# Co2Art working pressure too high?!



## BexM (19 Sep 2017)

I have recently set up a fire extinguisher co2 set with a second hand regulator from Co2art and a new solenoid that arrived today. The solenoid is not switching off properly and I think it's because the pressure is 80psi. Unfortunately the pressure is set and I don't know how to adjust it.


 an anyone point me in the right direction?


----------



## John S (19 Sep 2017)

If this is a pre set reg it should be about 40psi. I don't think the Co2 art pre set regs are adjustable in any way which indicates yours is faulty. That said I've only used their adjustable regs. See if you can message Karol at Co2 art.


----------



## BexM (19 Sep 2017)

John S said:


> If this is a pre set reg it should be about 40psi. I don't think the Co2 art pre set regs are adjustable in any way which indicates yours is faulty. That said I've only used their adjustable regs. See if you can message Karol at Co2 art.


thanks I will try.


----------



## Zeus. (19 Sep 2017)

never done one but I would say the cap with the CO2 art cap comes off then the PSI regulator adjustment is under it.  80PSI


----------



## BexM (19 Sep 2017)

I will have a look. It doubt it's too complicated, from what I imagine it will be a spring pushing on some sort of diaphragm or something similar. 
Can't seem to email them at the moment but I will send them a message on the old Facebook


----------



## Zeus. (19 Sep 2017)

BexM said:


> from what I imagine it will be a spring pushing on some sort of diaphragm or something similar



Sounds about right, will just need tightening spring tension up a bit


----------



## BexM (19 Sep 2017)

it's not looking too hopeful, not quite what I expected. I can't really work out if there is any way of adjusting it. Any thoughts?


----------



## BexM (19 Sep 2017)

John S said:


> If this is a pre set reg it should be about 40psi. I don't think the Co2 art pre set regs are adjustable in any way which indicates yours is faulty. That said I've only used their adjustable regs. See if you can message Karol at Co2 art.

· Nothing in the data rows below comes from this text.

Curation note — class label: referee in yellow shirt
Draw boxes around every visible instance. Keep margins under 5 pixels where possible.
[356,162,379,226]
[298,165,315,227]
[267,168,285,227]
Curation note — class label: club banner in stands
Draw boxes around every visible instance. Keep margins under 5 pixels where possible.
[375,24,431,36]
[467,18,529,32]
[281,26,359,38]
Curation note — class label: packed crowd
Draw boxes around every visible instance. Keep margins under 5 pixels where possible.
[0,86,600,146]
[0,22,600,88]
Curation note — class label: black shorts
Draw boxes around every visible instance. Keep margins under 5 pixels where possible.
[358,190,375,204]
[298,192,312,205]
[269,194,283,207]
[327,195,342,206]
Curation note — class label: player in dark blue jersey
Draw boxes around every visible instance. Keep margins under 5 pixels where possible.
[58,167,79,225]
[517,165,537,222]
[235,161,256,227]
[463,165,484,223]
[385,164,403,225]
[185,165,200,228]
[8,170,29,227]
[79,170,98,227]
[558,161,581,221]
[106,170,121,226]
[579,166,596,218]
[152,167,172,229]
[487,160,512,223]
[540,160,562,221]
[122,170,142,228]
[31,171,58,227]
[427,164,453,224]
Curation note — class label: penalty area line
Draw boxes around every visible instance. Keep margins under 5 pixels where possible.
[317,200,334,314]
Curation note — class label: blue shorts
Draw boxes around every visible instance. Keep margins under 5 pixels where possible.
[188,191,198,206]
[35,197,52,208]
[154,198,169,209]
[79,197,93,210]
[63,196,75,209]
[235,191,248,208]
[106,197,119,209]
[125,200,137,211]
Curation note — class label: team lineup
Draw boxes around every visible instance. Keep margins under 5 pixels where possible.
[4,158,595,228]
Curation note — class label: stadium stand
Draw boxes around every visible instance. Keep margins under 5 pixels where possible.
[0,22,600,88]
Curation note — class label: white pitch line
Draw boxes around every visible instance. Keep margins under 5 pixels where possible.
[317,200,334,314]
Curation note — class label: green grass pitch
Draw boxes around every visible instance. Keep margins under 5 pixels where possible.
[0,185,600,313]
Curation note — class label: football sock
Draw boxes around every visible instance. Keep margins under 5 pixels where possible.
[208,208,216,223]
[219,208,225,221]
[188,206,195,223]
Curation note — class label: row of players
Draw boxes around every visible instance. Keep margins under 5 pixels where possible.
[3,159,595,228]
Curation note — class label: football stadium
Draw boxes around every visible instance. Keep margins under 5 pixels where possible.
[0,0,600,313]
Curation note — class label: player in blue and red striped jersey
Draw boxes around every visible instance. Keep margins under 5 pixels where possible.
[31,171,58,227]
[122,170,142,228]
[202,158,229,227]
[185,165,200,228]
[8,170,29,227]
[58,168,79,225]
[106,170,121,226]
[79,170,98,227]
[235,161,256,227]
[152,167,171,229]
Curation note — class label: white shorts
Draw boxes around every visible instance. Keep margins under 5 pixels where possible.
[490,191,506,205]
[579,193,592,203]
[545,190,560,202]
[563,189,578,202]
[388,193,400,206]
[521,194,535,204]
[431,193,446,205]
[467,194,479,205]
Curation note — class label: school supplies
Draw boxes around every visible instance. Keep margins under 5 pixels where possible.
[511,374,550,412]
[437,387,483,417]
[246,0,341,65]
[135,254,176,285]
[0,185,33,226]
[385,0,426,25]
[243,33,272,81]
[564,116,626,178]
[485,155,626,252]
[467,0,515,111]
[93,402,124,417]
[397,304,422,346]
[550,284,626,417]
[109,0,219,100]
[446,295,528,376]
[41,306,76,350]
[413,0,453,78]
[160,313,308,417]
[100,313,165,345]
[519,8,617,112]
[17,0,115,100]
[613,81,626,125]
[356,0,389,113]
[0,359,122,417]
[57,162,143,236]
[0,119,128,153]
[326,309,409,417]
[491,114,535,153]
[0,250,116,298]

I think you might be right  guess I've wasted my cash.  I wish I had just forked out for something new.


----------



## Zeus. (19 Sep 2017)

Take it the white plastic washer fits between the spring and the housing ? If so I would increase the thickness of the white plastic washer that will increase the pressure on the spring which will affect the working pressure. If the working pressure decreases the amount it decreases is relative to the thickness increase. Visa versa if the working pressure increases. 

That would be my next move


----------



## Samjpikey (20 Sep 2017)

Hi my co2 art reg has the exact same working pressure as yours.
There's no issue with the solenoid however I haven't used mine for 2 years up untill last night where I had a few teething problems with setting the needle valve/bubble count.... but seems ok now. 
It's running an up inline atomiser 
Cheers 

Sent from my SM-G950F using Tapatalk


----------



## John S (20 Sep 2017)

The Co2 art website says they are preset at 43 psi.  If they are running at 80 this is wrong. I can't think of an atomiser that needs 5 bar to work. Most are under 2.5 bar.


----------



## BexM (20 Sep 2017)

Zeus. said:


> Take it the white plastic washer fits between the spring and the housing ?
> 
> That would be my next move




yes I think it does, I could add another washer and I think that might work, would it have to be nylon or could a metal one be used?


----------



## Zeus. (20 Sep 2017)

BexM said:


> yes I think it does, I could add another washer and I think that might work, would it have to be nylon or could a metal one be used?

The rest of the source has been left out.